Evidence supplied by people who witness a specific event or crime, relying only on their memory.
Why is it important for society to have accurate EWT?
Many criminal convictions are based on eye witness testimonies and so the answers given could convict people of crimes they did/ didn’t commit.
How would reconstructive memory explain distortion in memory?
It uses schemas that we rely on to help make sense of the world. Therefore we may assume things about a situation that aren’t true.
What did Loftus 1979 find in their study?
She staged a fake crime in a busy train station. Two students left a bag on a bench. While they were gone a male student pretended to pull out an object from the bag and place it under the his coat before walking away. The females then shouted that their tape recorder was missing. Eyewitnesses were asked “did you see the tape recorder?”. Although there was no tape recorder over half claimed that they saw one.
What is the aim?
Does post event information in the form of leading questions have an effect on memory recall
What is the experimental hypothesis?
Memory recall will be significantly impaired with the presence of post event information in the form of leading questions compared to when non-leading questions are used.
What is the null hypothesis?
There will be no significant difference in memory recall with the presence of post event information in the form of leading questions compared to when non-leading questions are used. Any difference will be due to chance.
What is the IV? How did you operationalise it?
Leading/non-leading questions. The leading questions contained information such as specific colours or items that were not included in the non-leading questions.
What is the DV? How did you operationalise it?
The number of correct answers. We came up with a set list of correct answers to compare the participants answers to.

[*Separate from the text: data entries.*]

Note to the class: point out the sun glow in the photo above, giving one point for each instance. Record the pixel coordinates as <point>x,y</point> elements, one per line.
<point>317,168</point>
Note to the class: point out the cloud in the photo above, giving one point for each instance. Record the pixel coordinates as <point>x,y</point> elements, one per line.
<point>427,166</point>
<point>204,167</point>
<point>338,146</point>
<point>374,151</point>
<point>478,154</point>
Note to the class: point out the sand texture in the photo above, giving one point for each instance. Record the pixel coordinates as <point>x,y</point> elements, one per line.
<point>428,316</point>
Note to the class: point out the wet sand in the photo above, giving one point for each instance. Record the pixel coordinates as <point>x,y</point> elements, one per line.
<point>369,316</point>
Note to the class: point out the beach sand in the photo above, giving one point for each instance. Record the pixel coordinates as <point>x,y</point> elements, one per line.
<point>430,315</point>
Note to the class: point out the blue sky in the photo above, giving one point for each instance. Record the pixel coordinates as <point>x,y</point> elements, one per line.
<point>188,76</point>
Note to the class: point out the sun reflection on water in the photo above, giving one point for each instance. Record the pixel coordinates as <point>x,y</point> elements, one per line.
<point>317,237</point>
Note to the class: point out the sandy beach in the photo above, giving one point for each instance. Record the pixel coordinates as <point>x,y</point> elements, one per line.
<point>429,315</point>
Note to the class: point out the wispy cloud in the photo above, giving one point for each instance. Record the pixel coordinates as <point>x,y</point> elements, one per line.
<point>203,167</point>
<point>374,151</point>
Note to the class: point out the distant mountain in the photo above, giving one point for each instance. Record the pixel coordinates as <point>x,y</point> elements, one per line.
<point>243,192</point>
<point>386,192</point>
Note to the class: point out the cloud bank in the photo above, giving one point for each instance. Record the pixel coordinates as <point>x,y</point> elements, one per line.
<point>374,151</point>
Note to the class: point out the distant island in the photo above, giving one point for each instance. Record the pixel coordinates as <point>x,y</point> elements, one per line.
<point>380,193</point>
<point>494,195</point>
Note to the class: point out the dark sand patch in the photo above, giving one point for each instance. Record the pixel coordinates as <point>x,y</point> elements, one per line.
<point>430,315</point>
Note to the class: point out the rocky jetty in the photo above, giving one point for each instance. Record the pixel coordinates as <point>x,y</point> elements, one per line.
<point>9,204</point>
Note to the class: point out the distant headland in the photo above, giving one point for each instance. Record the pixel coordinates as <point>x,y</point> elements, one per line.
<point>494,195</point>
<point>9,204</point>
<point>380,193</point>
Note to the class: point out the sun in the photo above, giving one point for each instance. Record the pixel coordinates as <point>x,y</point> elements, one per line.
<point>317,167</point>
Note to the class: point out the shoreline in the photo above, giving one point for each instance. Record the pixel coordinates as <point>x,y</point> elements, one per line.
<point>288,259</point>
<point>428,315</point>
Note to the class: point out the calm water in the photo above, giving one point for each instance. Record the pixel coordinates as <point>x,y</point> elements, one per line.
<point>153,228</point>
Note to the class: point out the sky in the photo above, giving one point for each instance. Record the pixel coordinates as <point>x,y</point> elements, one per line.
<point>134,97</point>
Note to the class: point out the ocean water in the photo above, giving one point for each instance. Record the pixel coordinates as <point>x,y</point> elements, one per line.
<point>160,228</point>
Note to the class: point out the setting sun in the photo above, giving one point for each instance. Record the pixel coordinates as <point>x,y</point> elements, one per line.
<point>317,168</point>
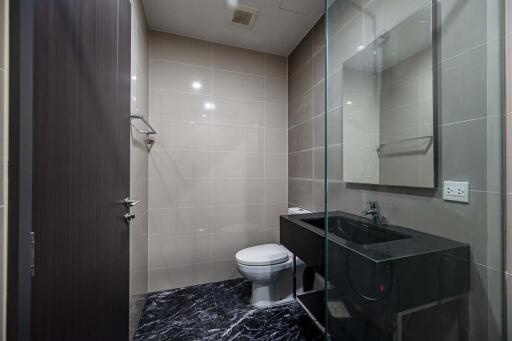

What design was used? Justify why.
Independent measures because it avoids order effects
What is the sampling method?
Opportunity sample. We will ask whoever is around order to avoid participant variables.
How were participants allocated to different groups/conditions?
Randomisation- each person we came across did a different condition. e.g. Person 1 did condition 1, person 2 condition 2 and so on.
List the apparatus used and why you needed it.
An image from google that contained sufficient detail to test memory recall. Two lists of questions to ask participants based on the image. Pen and paper to record answers. Stopwatch to time how long the participants are looking at the picture for.
Which ethical guidelines did you follow?
We caused no distress as the picture of the restaurant was inoffensive, we debriefed each participant, we maintained the participants confidentiality.
Give four extraneous variables and how they were controlled.
Time allowed- we timed each participant for 30 seconds using a stopwatch. Questions used- we came up with a set list of questions to ask so they were all worded in the same way. Size of image- each participant viewed the image on the same phone. Other people- each participant completed it by themselves without anyone else around them.